Omit sentences that aren't related to neither class (Binary Text classification)


I am building a binary text classifier to classify sentences in research papers (cell culture medium research papers) in python by testing out the common algorithms for binary classification like linear svc, logistic regression, etc. The problem I’m facing is that even though there is a high accuracy when the model is trained with the collected data, when I try it with a complete research paper there are many common sentences that are irrelevant (which does not belong to either class) but the problem is, obviously for those sentences also a class output will be given by the model. How should I handle those irrelevant sentences ?,

Thanks in advance

Are you classifying it with sentences or words.Working with text data requires a lot of preprocessing.
If you are talking about irrelavent words ,those might be stop words which typically refers to the most common words in a language.There are easy ways to remove them in many text mining packages or you can give a custom list of stop words related to your data and remove them.
Follow the same preprocessing steps for both training and test data.
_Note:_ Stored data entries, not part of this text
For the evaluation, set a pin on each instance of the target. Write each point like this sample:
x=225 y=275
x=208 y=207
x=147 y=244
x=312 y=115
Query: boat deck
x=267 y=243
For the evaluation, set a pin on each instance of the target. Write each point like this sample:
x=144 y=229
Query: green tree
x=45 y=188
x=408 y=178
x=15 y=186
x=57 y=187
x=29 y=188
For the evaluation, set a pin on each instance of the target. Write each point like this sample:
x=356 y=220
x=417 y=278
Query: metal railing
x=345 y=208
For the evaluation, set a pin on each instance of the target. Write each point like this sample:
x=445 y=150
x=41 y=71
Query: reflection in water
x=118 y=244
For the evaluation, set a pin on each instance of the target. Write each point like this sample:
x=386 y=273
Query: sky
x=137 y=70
Let us know if i answered your query.

Thanks for the response. I am iterating through sentences and classifying those sentences using the words in those sentences via TFIDF generated vocabulary. I have done alot of preprocessing and removed all the stop words as well. But the problem is some of those sentences in the research doesn’t fall into the categories i’m training but the model will obviously give a class output out of the two classes I have trained. But actually the output for those sentences should be nothing or skip those sentences. Is there a workaround for this ?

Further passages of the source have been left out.